1,300 admitted early display high standards
Mary Kate Malone | Thursday, January 19, 2006
Fewer than 1,300 high school seniors received early acceptance letters from Notre Dame this December, selected from a highly competitive pool of more than 2,600 applicants – a pool slightly smaller than last year’s but just as decorated.
Twenty-two of the applicants had perfect SAT scores. Each accepted student, on average, was in the top 3.7 percent of his or her class. Their average SAT score was 1420, and their ACT average was 32, admission officials said.
Assistant Provost in Admissions Daniel Saracino said it is more difficult to be accepted through early action, and this year the admissions office was particularly selective. Seven hundred and eighty applicants were denied and 590 applications were deferred to the regular admission pool.
“If there was any doubt in my mind, we deferred them,” Saracino said. “We deferred students who, based on our best evaluation, we felt we couldn’t decide right away … It’s not an art. It’s not a science. It’s making educated guesses.”
Early action is typically used by recruited athletes and students with outstanding credentials, Saracino said. Students receiving early acceptances have until May 1 to confirm. Notre Dame’s non-binding early action process is somewhat unique among its peer institutions, many of which rely on binding early decisions or early action-single choice.
“It’s not fair to students [accepted early] to put them in a position were they’re forced to make a decision [on what college they want to go to],” Saracino said. “Early action is all we have, and it all we will ever have as long as I’m here. High school counselors tell us early action is the kindest option.”
Saracino said the admissions office was particularly cautious in its selection of early applicants this year in anticipation of an unprecedented number of applicants for the class of 2010.
“Based upon increases in the numbers in the past year of visitor interviews, inquiries and information sessions, we had every indicator [for an] increase in overall applications [for the class of 2010],” he said.
Saracino’s prediction was dead-on. Though regular applications are still being processed – the deadline was Dec. 31 – Saracino estimates that the total number of applicants will be at least 12,600. That’s 4 percent higher than 2002 – the previous record-holding year – and 8 percent higher than last year.
“The story of Notre Dame is getting out more than ever,” Saracino said. “In spite of the weather and location, Notre Dame is a special place.”
Saracino added that the University attracts students who want to go to school with people like themselves, and many believe that Notre Dame is where that can happen.

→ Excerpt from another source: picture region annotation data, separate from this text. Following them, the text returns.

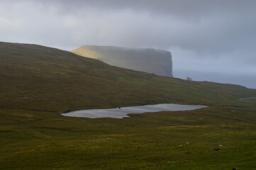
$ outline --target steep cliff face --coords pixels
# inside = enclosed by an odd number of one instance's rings
[[[98,59],[108,64],[172,77],[172,55],[152,48],[84,45],[72,52]]]

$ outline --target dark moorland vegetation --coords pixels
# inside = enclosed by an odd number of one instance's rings
[[[256,169],[256,90],[135,72],[0,42],[0,169]],[[175,103],[190,111],[78,118],[91,108]]]

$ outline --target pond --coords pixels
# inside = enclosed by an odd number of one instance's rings
[[[183,111],[191,110],[202,108],[206,108],[202,105],[181,105],[173,103],[163,103],[156,105],[145,105],[137,106],[128,106],[116,108],[99,108],[99,109],[87,109],[72,111],[66,113],[62,113],[64,116],[79,117],[88,118],[123,118],[129,117],[129,113],[143,113],[148,112],[159,111]]]

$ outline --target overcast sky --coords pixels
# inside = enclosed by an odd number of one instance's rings
[[[256,89],[255,0],[0,0],[0,41],[169,50],[174,75]]]

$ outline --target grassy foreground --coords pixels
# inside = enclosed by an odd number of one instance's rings
[[[0,59],[0,169],[256,169],[256,105],[238,100],[255,90],[157,76],[35,45],[1,42]],[[124,119],[59,114],[157,103],[210,107]]]
[[[255,109],[124,119],[1,110],[0,169],[255,169]]]

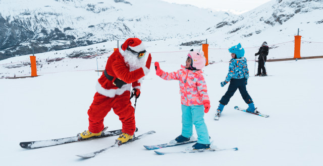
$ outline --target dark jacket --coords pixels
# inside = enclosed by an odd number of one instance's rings
[[[255,56],[259,55],[260,56],[258,57],[258,59],[260,59],[260,58],[264,58],[265,60],[266,59],[267,59],[267,55],[268,55],[268,52],[269,48],[267,46],[262,46],[259,49],[259,51],[258,51],[258,52],[255,53]]]

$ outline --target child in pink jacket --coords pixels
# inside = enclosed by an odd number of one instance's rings
[[[191,50],[192,51],[192,50]],[[182,103],[182,134],[170,143],[190,141],[193,134],[193,124],[197,133],[197,142],[193,145],[194,150],[210,148],[210,139],[204,121],[204,114],[210,109],[206,84],[201,70],[205,66],[204,53],[190,51],[186,65],[182,69],[168,73],[160,69],[159,63],[155,62],[156,74],[165,80],[179,80]]]

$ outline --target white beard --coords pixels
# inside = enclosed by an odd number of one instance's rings
[[[133,54],[131,52],[126,50],[121,53],[125,59],[125,62],[127,66],[129,67],[129,71],[132,71],[140,67],[144,67],[146,65],[146,57],[138,58],[137,56]]]

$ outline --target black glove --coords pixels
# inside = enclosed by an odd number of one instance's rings
[[[140,96],[140,90],[138,89],[134,89],[131,91],[131,97],[130,99],[132,98],[133,97],[135,97],[135,98],[138,99]]]

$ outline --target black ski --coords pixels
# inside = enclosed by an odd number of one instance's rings
[[[253,112],[249,112],[249,111],[247,111],[246,109],[241,108],[240,108],[240,107],[239,107],[238,106],[234,107],[234,109],[237,110],[245,112],[247,112],[247,113],[248,113],[252,114],[253,115],[256,115],[262,116],[262,117],[265,117],[265,118],[269,117],[269,115],[268,115],[262,114],[260,114],[260,113],[258,113],[258,114],[256,114],[256,113],[253,113]],[[257,108],[256,108],[255,110],[257,110]]]
[[[172,152],[161,152],[161,151],[158,151],[156,150],[154,150],[154,151],[158,154],[164,155],[164,154],[172,154],[172,153],[190,153],[226,151],[226,150],[238,150],[238,148],[234,147],[230,149],[203,149],[203,150],[186,150],[185,151],[172,151]]]
[[[78,136],[74,136],[71,137],[67,137],[67,138],[62,138],[59,139],[54,139],[47,140],[41,140],[41,141],[30,141],[30,142],[22,142],[19,143],[20,146],[23,148],[25,149],[35,149],[41,147],[48,147],[51,146],[55,146],[58,145],[61,145],[63,144],[75,142],[79,142],[86,141],[88,140],[92,140],[98,138],[102,138],[106,137],[110,137],[115,135],[119,135],[122,133],[121,131],[121,129],[113,130],[113,131],[104,131],[107,127],[106,127],[103,129],[102,134],[100,136],[94,136],[92,137],[89,138],[88,139],[82,139],[80,138]],[[136,128],[136,131],[138,131],[138,128]]]
[[[184,145],[188,143],[194,143],[194,142],[196,142],[197,141],[197,140],[188,141],[185,141],[184,142],[177,143],[173,144],[169,144],[169,143],[164,143],[164,144],[161,144],[159,145],[151,145],[151,146],[143,145],[143,146],[148,150],[154,150],[157,149],[160,149],[161,148],[172,147],[172,146]]]
[[[126,144],[128,144],[129,143],[132,142],[136,140],[138,140],[140,138],[141,138],[143,136],[146,136],[147,135],[149,135],[149,134],[152,134],[155,133],[155,132],[154,131],[148,131],[146,133],[143,133],[138,136],[137,137],[135,137],[134,138],[133,138],[132,139],[128,141],[128,142],[126,142],[125,143],[120,143],[120,142],[119,142],[119,140],[116,140],[116,143],[112,146],[107,147],[105,148],[102,149],[100,149],[97,151],[95,151],[94,152],[90,152],[90,153],[86,153],[86,154],[80,154],[80,155],[77,155],[77,156],[79,156],[79,157],[81,157],[82,158],[92,158],[93,157],[95,157],[95,156],[96,156],[97,155],[101,153],[101,152],[105,151],[108,149],[112,149],[113,148],[115,148],[115,147],[119,147],[120,146],[121,146],[122,145],[124,145]]]

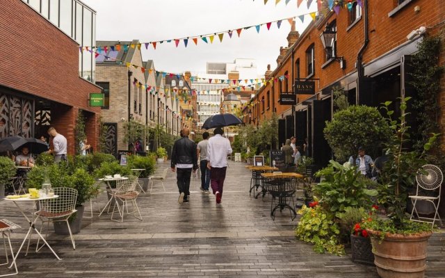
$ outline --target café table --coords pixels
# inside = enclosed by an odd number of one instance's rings
[[[47,242],[47,240],[45,240],[44,237],[43,236],[42,236],[42,234],[39,231],[38,229],[35,228],[35,222],[37,221],[38,218],[35,217],[34,215],[33,214],[33,217],[31,218],[32,220],[29,219],[28,218],[28,216],[26,216],[26,214],[25,214],[24,211],[22,208],[22,206],[20,206],[20,205],[19,204],[24,204],[24,203],[26,203],[26,202],[33,202],[34,205],[35,206],[35,205],[37,204],[37,202],[38,202],[39,201],[49,200],[49,199],[56,199],[56,198],[58,198],[58,195],[40,196],[40,197],[38,197],[37,198],[31,198],[31,197],[20,197],[17,198],[17,197],[15,197],[13,199],[12,197],[6,196],[6,197],[3,199],[4,200],[6,200],[7,202],[13,202],[14,204],[15,205],[15,206],[17,206],[17,208],[19,209],[19,211],[20,211],[20,213],[22,213],[23,217],[24,217],[25,219],[26,220],[26,221],[28,222],[28,223],[29,223],[29,229],[28,229],[28,232],[26,233],[26,236],[25,236],[24,239],[23,240],[23,242],[22,243],[22,245],[20,245],[20,247],[19,248],[19,250],[15,253],[15,256],[14,258],[13,258],[13,263],[14,263],[14,262],[17,259],[17,256],[19,256],[19,254],[20,253],[20,251],[22,250],[22,248],[23,248],[23,245],[24,245],[25,242],[26,241],[26,239],[28,239],[28,238],[29,238],[29,240],[31,240],[31,236],[33,230],[34,231],[35,231],[35,233],[40,237],[42,240],[43,240],[43,242],[47,245],[47,246],[48,246],[48,248],[49,248],[51,252],[52,252],[53,254],[54,254],[54,256],[56,256],[56,258],[57,258],[58,260],[61,260],[61,259],[57,255],[57,254],[56,254],[56,252],[54,252],[54,250],[51,248],[51,247],[49,245],[49,244]],[[28,243],[28,247],[26,248],[26,253],[25,254],[25,256],[26,256],[28,254],[28,250],[29,249],[29,242]],[[13,265],[13,263],[11,263],[10,266]]]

“Notre Dame is the only major University with a faith tradition,” he said. “We’re the only religiously connected school in the top 20. This is a place filled with faith-filled students.”
Of the 1,241 accepted early action applicants, Saracino said 19 percent are ethnic minorities (compared to 16 percent last year), 22 percent are children of alumni and 83 percent are Catholic. He is confident the demographics and credentials of the early accepted students will be mirrored in the regular admission pool.
“We would not consider it a success this year if we did not enroll a more impressive class than ever before,” Saracino said. “The class is going to be the most talented and ethnically diverse in [the University’s] history.”